The truth, however, is that Gekkos and Newtons of the world are wrong. While there’s no doubt that the pursuit of self-interest plays an important role in driving a market economy (and even in advancing the well-being of states and nations), it must at some point give way – especially in an increasingly crowded and interconnected world.
As our species has been reminded repeatedly throughout history, the success and sustainability of human society – not to mention the natural world we inhabit – ultimately depends on individuals setting aside and controlling (at least occasionally) some of their most egocentric individual urges for the good of the whole.
This is why we have speed limits and zoning laws, health inspectors and pollution control policies, truth-in-lending rules and childcare standards.
Sure, just as no single individual can clean up a trashed city, no individual state or country can singlehandedly address the existential threat posed by the climate emergency.

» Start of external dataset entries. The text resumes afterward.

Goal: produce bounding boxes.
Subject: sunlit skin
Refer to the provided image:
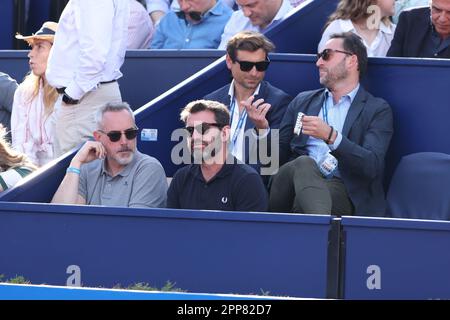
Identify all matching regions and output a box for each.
[236,0,283,29]
[302,39,359,143]
[431,0,450,39]
[186,110,230,181]
[28,39,52,77]
[178,0,217,23]
[226,49,270,129]
[94,110,137,173]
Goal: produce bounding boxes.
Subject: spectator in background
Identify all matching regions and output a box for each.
[167,100,267,211]
[269,32,393,216]
[11,21,58,166]
[46,0,130,156]
[218,0,293,50]
[392,0,430,24]
[127,0,154,49]
[52,103,167,208]
[146,0,234,25]
[0,124,36,191]
[318,0,395,57]
[205,31,292,182]
[387,0,450,59]
[151,0,232,49]
[0,72,17,140]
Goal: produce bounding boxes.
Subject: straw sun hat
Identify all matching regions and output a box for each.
[16,21,58,44]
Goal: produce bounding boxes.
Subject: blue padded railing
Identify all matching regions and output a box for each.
[0,202,332,298]
[340,217,450,299]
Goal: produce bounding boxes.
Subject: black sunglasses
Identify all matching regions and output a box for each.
[185,122,225,137]
[317,49,353,61]
[98,128,139,142]
[175,11,202,22]
[234,58,270,72]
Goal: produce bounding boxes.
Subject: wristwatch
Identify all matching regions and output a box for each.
[63,92,80,104]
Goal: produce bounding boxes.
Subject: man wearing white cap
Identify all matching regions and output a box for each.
[46,0,130,156]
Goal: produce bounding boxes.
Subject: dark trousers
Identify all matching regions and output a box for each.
[269,156,354,216]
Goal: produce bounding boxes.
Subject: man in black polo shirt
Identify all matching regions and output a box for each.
[167,100,268,211]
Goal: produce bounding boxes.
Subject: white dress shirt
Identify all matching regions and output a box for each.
[146,0,234,13]
[46,0,130,99]
[218,0,294,50]
[127,0,154,49]
[318,19,396,57]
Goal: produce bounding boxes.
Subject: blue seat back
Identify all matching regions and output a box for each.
[387,152,450,220]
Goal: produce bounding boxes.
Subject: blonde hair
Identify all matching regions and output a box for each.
[324,0,391,29]
[0,124,37,171]
[20,72,58,117]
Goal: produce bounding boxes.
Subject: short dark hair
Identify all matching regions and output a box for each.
[95,102,135,129]
[330,32,367,79]
[180,100,230,126]
[227,31,275,62]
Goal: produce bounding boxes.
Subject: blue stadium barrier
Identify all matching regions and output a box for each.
[0,202,331,298]
[341,217,450,299]
[0,54,450,206]
[0,50,224,109]
[0,283,277,300]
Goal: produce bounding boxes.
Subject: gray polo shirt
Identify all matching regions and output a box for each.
[78,151,167,208]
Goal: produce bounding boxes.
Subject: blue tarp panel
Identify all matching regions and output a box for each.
[341,217,450,299]
[0,203,331,297]
[0,0,14,48]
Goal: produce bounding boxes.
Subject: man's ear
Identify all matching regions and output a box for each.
[94,130,101,141]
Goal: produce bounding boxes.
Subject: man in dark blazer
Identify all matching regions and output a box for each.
[205,31,292,182]
[269,32,393,216]
[387,0,450,59]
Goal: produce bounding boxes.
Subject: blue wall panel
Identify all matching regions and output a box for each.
[0,203,331,297]
[342,217,450,299]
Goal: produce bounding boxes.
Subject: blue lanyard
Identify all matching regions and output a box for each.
[322,99,329,125]
[230,97,247,149]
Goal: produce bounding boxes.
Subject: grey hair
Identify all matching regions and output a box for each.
[95,102,135,129]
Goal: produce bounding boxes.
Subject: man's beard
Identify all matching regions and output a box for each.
[190,136,222,164]
[112,147,135,166]
[320,59,348,89]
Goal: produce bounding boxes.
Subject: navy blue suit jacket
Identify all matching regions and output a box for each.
[387,7,450,58]
[280,86,394,216]
[205,81,292,176]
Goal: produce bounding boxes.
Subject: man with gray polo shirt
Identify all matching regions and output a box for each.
[52,103,167,208]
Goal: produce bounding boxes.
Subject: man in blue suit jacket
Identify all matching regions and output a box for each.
[387,0,450,59]
[269,32,393,216]
[205,31,292,182]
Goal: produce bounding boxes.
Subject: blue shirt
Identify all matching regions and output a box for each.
[306,84,359,177]
[150,0,233,49]
[167,158,268,211]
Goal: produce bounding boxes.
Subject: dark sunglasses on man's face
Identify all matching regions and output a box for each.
[98,128,139,142]
[317,49,353,61]
[185,122,225,137]
[176,11,202,22]
[235,58,270,72]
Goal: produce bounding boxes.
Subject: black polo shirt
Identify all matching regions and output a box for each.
[167,163,268,211]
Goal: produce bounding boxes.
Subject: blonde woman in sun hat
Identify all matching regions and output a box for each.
[0,124,36,192]
[11,21,58,166]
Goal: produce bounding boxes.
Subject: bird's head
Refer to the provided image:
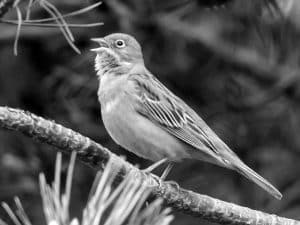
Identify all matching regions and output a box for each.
[91,33,144,73]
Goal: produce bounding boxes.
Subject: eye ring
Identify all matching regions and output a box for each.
[115,39,126,48]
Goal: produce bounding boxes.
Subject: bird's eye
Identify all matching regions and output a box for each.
[115,40,125,48]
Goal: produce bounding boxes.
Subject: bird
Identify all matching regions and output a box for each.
[91,33,282,200]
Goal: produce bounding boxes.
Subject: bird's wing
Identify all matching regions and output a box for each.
[129,72,235,163]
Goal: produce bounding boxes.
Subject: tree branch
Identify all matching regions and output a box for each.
[0,107,300,225]
[0,0,15,18]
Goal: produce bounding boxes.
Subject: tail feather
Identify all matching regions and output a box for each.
[231,160,282,200]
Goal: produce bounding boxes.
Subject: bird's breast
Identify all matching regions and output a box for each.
[101,95,189,161]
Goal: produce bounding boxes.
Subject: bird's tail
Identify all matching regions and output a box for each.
[231,159,282,200]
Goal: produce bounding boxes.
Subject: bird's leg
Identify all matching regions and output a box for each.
[142,158,168,173]
[160,163,174,180]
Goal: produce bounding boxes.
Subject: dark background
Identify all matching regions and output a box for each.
[0,0,300,225]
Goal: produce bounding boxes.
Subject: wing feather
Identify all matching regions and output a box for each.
[130,73,225,161]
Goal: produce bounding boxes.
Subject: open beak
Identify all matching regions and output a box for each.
[91,38,109,52]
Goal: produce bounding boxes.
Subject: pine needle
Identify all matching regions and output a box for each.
[14,6,22,56]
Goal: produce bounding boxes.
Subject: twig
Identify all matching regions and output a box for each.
[0,0,15,18]
[0,107,300,225]
[0,19,103,28]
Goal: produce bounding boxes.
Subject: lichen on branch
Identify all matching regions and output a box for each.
[0,107,300,225]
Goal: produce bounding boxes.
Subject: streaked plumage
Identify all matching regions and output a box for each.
[93,34,282,199]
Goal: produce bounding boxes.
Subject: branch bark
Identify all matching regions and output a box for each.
[0,107,300,225]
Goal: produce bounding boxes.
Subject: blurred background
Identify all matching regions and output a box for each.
[0,0,300,225]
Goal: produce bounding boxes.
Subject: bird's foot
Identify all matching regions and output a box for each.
[142,158,168,173]
[164,180,180,190]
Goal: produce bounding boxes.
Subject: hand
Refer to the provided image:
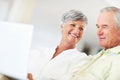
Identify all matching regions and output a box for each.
[27,73,33,80]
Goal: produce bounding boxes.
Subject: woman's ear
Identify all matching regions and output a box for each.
[60,24,63,31]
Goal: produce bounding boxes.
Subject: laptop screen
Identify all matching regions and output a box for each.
[0,22,34,80]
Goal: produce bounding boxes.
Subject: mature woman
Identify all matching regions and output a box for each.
[28,10,87,80]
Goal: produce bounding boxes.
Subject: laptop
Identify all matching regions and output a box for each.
[0,22,34,80]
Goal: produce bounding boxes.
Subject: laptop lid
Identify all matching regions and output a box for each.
[0,22,33,80]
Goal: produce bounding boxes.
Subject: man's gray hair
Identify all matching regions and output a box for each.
[62,10,88,25]
[101,6,120,28]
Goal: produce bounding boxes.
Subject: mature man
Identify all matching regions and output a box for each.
[59,7,120,80]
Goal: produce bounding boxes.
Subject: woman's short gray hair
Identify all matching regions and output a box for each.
[101,6,120,28]
[62,10,88,24]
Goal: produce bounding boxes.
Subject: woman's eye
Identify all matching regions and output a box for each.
[70,24,75,27]
[79,28,84,31]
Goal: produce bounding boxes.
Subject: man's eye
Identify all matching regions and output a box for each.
[97,26,100,28]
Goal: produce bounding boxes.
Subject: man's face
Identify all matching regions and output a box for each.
[96,12,120,49]
[61,20,85,45]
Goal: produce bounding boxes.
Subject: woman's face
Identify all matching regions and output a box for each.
[61,20,85,45]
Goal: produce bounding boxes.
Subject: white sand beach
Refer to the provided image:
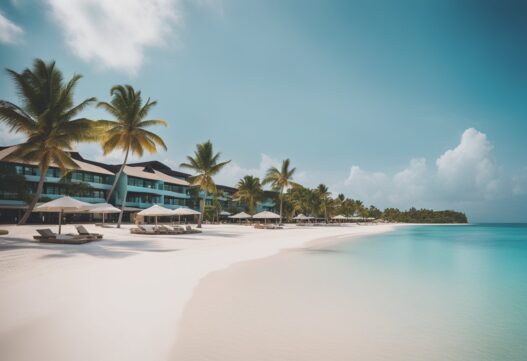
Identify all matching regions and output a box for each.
[0,225,394,361]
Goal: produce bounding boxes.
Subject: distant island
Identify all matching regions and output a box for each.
[381,208,468,223]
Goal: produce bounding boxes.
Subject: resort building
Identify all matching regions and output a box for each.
[0,146,275,223]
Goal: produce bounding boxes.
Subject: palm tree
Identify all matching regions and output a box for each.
[262,159,300,223]
[315,184,331,223]
[0,59,96,224]
[234,175,263,213]
[180,140,230,228]
[97,85,167,227]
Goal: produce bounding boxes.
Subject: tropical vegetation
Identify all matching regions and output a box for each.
[0,59,467,227]
[0,59,96,224]
[180,140,230,228]
[262,159,300,223]
[234,175,264,214]
[97,85,167,227]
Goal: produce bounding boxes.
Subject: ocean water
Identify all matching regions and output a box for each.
[176,224,527,361]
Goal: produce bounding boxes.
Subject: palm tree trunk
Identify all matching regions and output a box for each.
[106,148,130,202]
[280,188,284,224]
[198,197,207,228]
[18,164,48,226]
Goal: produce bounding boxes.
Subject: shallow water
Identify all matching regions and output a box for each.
[173,224,527,361]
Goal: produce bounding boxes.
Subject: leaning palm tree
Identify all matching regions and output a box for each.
[262,159,300,223]
[0,59,96,224]
[180,140,230,228]
[97,85,167,227]
[315,184,331,223]
[234,175,263,213]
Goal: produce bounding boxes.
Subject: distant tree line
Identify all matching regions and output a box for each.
[381,208,468,223]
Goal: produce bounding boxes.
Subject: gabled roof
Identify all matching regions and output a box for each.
[216,184,238,193]
[124,165,189,186]
[128,160,191,179]
[0,145,114,175]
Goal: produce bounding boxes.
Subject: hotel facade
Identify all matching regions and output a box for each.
[0,146,275,223]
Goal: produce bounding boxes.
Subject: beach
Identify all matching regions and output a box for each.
[0,221,395,361]
[171,225,527,361]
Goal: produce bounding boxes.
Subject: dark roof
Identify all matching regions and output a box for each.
[70,152,121,173]
[216,184,238,193]
[128,160,191,179]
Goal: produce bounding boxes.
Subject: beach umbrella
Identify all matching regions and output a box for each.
[172,207,201,223]
[331,214,347,221]
[88,203,121,226]
[253,211,280,223]
[137,204,174,226]
[33,196,91,234]
[293,213,309,221]
[229,212,251,219]
[229,212,251,222]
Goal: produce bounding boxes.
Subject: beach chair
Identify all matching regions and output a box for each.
[75,225,102,239]
[139,224,157,234]
[173,226,186,234]
[33,228,94,244]
[185,226,201,233]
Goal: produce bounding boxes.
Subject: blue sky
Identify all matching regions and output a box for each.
[0,0,527,221]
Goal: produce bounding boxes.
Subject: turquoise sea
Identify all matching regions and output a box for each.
[178,224,527,361]
[322,224,527,361]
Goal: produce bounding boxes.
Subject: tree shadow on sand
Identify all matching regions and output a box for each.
[0,237,180,258]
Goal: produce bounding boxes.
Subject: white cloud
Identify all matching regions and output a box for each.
[0,13,24,44]
[337,128,510,208]
[390,158,428,203]
[512,167,527,196]
[436,128,499,197]
[48,0,182,74]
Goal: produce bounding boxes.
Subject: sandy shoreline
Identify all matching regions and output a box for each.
[0,225,394,360]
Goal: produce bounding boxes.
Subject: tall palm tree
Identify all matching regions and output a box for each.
[234,175,263,213]
[0,59,96,224]
[315,184,331,223]
[97,85,167,227]
[180,140,230,228]
[262,159,300,223]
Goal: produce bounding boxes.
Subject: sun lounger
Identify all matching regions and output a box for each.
[185,226,201,233]
[75,225,102,239]
[33,228,94,244]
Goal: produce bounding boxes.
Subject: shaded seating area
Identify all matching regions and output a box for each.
[254,223,284,229]
[33,228,97,244]
[130,224,201,235]
[75,225,103,239]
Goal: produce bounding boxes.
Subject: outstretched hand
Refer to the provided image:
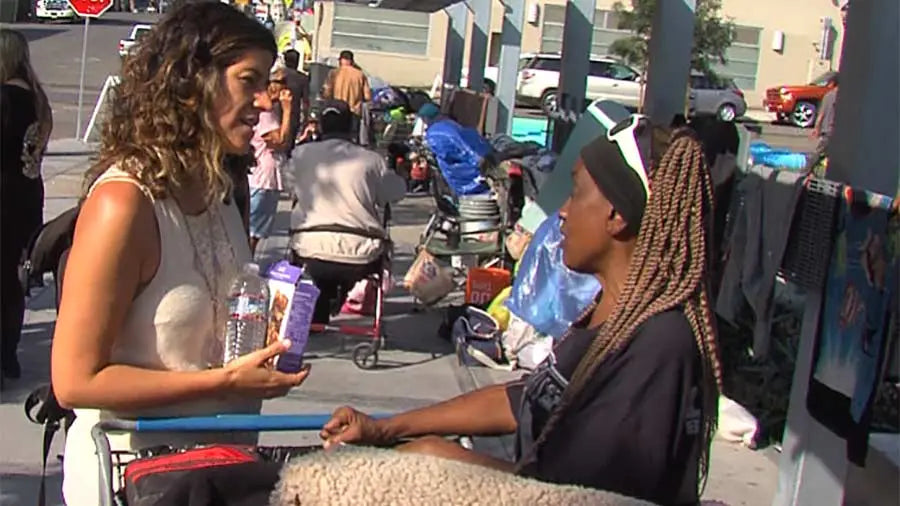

But that doesn’t mean that every nation with the capacity to contribute should warily stare down every other nation and withhold cooperation until the moment at which all players take precisely the same action. If that were the societal standard, no one would ever pay their taxes or obey traffic signals – much less model inspirational, community-minded acts.
And right now, when it comes to the climate emergency, our planet desperately needs all the inspirational, community-minded acts it can get.